Bill retired from active clinical practice in 2014, 50 years after beginning pediatric cardiology elective as a medical student in 1964. His patients and their families from across the state came to Morgantown to celebrate his years of practice as their physician. His “retirement” years were anything but retiring. He spent a year in the West Virginia Regional History Center in the Universities’ Wise Library researching material for a book, “Quiet Advocate: Edward J. Van Liere’s Influence on Medical Education in West Virginia.” Thereafter he collaborated with WVRHC Director John Cuthbert, Vice President and Executive Dean Clay Marsh, and public history graduate student, Elizabeth Satterfield, to create a WVU History of the Health Sciences Museum adjacent to the Pylons Atrium in the Health Sciences Center. Supported by a family endowment in Dr. Neal’s name, the goal of the museum is to enlighten students, faculty and visitors of the rich history of medical education in the Mountain State.

In 2017, WVU Medicine CEO Albert Wright announced, to the delight of many, the goal of building a new free-standing Children’s Hospital next to the Heart and Vascular Institute. Scheduled to open the summer of 2021, it was Bill’s desire to see the state of West Virginia have a superb Children’s Hospital on the campus of West Virginia University.

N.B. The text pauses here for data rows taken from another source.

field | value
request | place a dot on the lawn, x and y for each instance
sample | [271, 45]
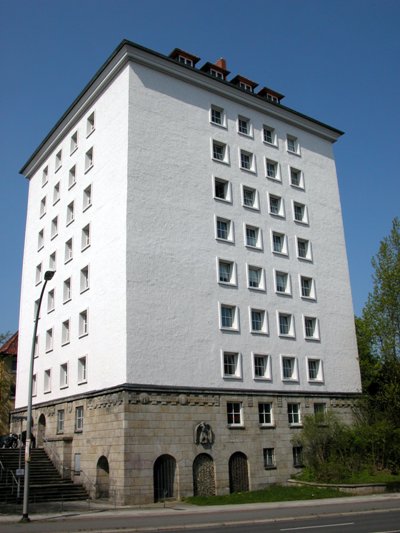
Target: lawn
[274, 493]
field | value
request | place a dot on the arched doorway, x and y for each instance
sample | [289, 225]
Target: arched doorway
[164, 477]
[238, 473]
[41, 431]
[103, 478]
[203, 475]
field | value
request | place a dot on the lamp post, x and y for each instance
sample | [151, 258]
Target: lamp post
[48, 275]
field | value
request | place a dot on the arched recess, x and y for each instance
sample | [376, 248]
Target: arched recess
[238, 473]
[41, 431]
[103, 477]
[164, 477]
[203, 475]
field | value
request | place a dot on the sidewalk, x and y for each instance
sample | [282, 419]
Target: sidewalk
[55, 510]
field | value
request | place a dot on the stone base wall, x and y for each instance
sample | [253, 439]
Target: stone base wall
[132, 439]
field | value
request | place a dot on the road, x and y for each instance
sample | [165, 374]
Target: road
[361, 515]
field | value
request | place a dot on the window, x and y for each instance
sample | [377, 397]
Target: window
[229, 317]
[219, 152]
[255, 277]
[79, 418]
[296, 178]
[279, 243]
[269, 458]
[253, 237]
[64, 376]
[294, 413]
[224, 229]
[282, 283]
[40, 239]
[217, 116]
[311, 329]
[304, 249]
[50, 301]
[234, 413]
[247, 161]
[54, 227]
[65, 332]
[250, 197]
[68, 251]
[244, 126]
[262, 366]
[72, 177]
[90, 124]
[82, 370]
[258, 321]
[285, 325]
[83, 323]
[269, 135]
[56, 193]
[222, 190]
[87, 197]
[314, 367]
[89, 159]
[58, 162]
[74, 142]
[226, 272]
[276, 205]
[231, 365]
[298, 456]
[84, 281]
[43, 206]
[70, 213]
[45, 176]
[38, 276]
[60, 420]
[67, 290]
[307, 287]
[289, 368]
[292, 144]
[300, 213]
[85, 241]
[47, 381]
[272, 169]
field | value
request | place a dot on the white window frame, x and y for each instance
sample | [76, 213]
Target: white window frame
[259, 241]
[234, 409]
[237, 357]
[233, 278]
[277, 173]
[267, 376]
[225, 152]
[291, 332]
[304, 219]
[256, 204]
[261, 270]
[227, 189]
[264, 324]
[308, 257]
[235, 317]
[294, 377]
[320, 373]
[218, 109]
[230, 230]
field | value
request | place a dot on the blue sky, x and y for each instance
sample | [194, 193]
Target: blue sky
[337, 61]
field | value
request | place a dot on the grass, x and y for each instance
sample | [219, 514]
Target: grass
[274, 493]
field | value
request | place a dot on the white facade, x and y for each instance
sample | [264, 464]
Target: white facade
[156, 308]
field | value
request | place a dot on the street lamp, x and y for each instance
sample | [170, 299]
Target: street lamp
[48, 275]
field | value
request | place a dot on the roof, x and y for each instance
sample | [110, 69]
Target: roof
[10, 347]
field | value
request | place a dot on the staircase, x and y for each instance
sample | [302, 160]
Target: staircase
[45, 483]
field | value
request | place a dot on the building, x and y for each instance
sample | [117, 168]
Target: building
[8, 370]
[201, 304]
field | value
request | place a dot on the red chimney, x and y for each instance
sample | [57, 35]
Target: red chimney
[221, 63]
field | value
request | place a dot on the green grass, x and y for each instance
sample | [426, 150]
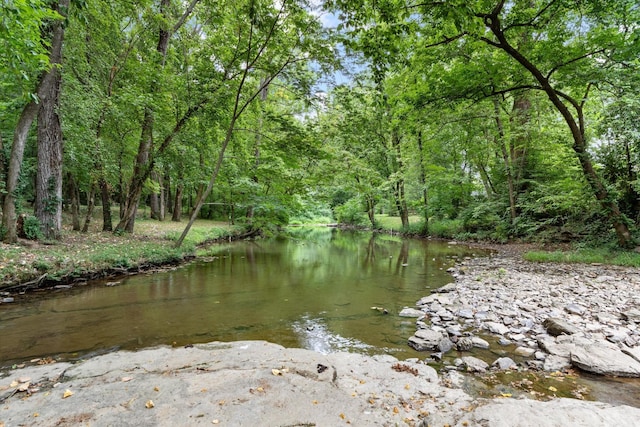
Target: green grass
[586, 256]
[394, 222]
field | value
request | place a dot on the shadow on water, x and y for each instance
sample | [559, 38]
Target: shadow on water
[314, 289]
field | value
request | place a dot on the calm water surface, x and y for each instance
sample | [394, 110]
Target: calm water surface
[313, 291]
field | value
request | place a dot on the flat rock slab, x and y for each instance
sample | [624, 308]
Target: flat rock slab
[603, 360]
[252, 383]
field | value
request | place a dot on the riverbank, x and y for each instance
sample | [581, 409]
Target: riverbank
[256, 383]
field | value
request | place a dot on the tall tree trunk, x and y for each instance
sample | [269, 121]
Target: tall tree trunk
[502, 143]
[105, 196]
[398, 186]
[423, 183]
[9, 217]
[48, 203]
[91, 203]
[74, 196]
[154, 199]
[574, 122]
[177, 207]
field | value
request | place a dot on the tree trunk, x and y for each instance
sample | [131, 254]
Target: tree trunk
[13, 173]
[105, 196]
[91, 203]
[502, 143]
[575, 124]
[177, 207]
[423, 183]
[154, 199]
[48, 203]
[74, 196]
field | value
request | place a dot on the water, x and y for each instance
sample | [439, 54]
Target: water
[313, 291]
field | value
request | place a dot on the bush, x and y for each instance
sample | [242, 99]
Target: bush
[351, 213]
[32, 229]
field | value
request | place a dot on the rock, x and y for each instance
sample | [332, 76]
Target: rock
[410, 312]
[631, 315]
[480, 343]
[496, 328]
[445, 289]
[425, 340]
[473, 364]
[504, 363]
[524, 351]
[575, 309]
[465, 313]
[603, 360]
[464, 344]
[445, 345]
[555, 327]
[555, 363]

Bill is survived by his four children, Stephanie Solomon and James Neal, of Morgantown, Michael Neal, of Prince Frederick, Md., and Elizabeth Gonzales, of Kentfield, Calif.; the mother of his children, Bobbi Neal; his wife, Martha Mullett, and two stepchildren, Charles Mullett and Sara Hendrickson; eight siblings, Rick Berthold, Jerry Berthold, Susan Neal Meyers, Virginia Neal, Mary Ellen Ore, John Neal, Christine Harris and Ruth Marshall. The Neal family is blessed with 14 grandchildren: Brandon, Steven and Nicky Solomon; Tyler, Heston, Keaton and Emerson Neal; Michael, Maya and Isabella Gonzales; Eich and Hersh Neal; and Jake and Lemley Mullett.

A private Catholic funeral mass will be held this week, followed by a memorial service at a later date. In lieu of flowers, donations may be made to WVU Medicine Children’s Hospital c/o Amy Bush 1 Medical Center Drive Morgantown WV 26506.

Hastings Funeral Home has been entrusted with arrangements.